CAMBRIDGE – Le climat mondial empruntant une trajectoire de réchauffement qui dépassera 1,5 ° Celsius dans la prochaine décennie, on peut s’attendre à une intensification des aléas climatiques, menant des millions de personnes de plus à la famine, causant des dommages de plusieurs billions atteignant de manière disproportionnée les pays qui ont le moins contribué au problème. Pis encore, une crise de biodiversité mondiale est à nos portes : les écosystèmes se font éroder jusqu’au point d’effondrement et les extinctions d’espèces sont en train d’accélérer à un rythme effréné. Ici aussi, les populations démunies sont les plus atteintes.

Pour lutter contre cette double crise à l’allure et à l’échelle nécessaires, la communauté internationale doit modifier sa stratégie. Dans le passé, les ententes internationales visant à combattre les changements climatiques et à protéger la biodiversité ont été négociées séparément, même si les deux problématiques sont étroitement interreliées. De plus, le processus a été marqué par des inégalités structurelles, une répartition inégale du pouvoir et la préséance des intérêts nationaux et commerciaux sur le bien commun mondial.

Ni les sociétés humaines ni les systèmes naturels les supportant ne peuvent bien fonctionner en isolation. Des problématiques complexes dont les dynamiques interagissent entre elles nécessitent des solutions basées sur des analyses systémiques et une saisie complète de toutes les données. Mais les ensembles de données pertinents sont massifs et sont soumis à des changements constants. L’esprit humain ne peut les explorer à lui tout seul. Il a besoin d’un copilote.
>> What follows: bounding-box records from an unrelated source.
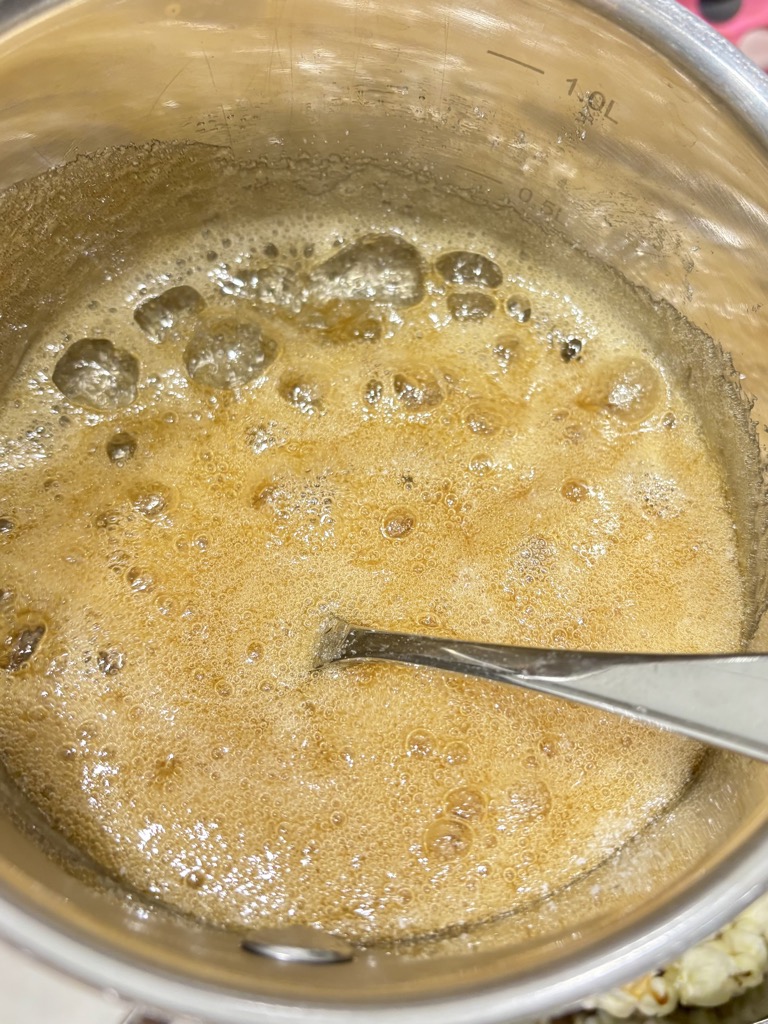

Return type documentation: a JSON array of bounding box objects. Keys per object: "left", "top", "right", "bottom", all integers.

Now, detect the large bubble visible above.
[
  {"left": 52, "top": 338, "right": 138, "bottom": 411},
  {"left": 435, "top": 252, "right": 504, "bottom": 288},
  {"left": 184, "top": 313, "right": 276, "bottom": 390},
  {"left": 133, "top": 285, "right": 206, "bottom": 341},
  {"left": 311, "top": 234, "right": 424, "bottom": 306}
]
Depuis ses percées récentes, l’intelligence artificielle pourrait assumer ce rôle. La technologie s’est avérée des plus utiles pour analyser des jeux de données massifs, relevant des structures et prévoyant les comportements. Elle pourrait bien être la clé pour dénouer le nœud gordien des crises liées aux changements climatiques, à la biodiversité et à l’inégalité, en commençant par la table de négociation internationale.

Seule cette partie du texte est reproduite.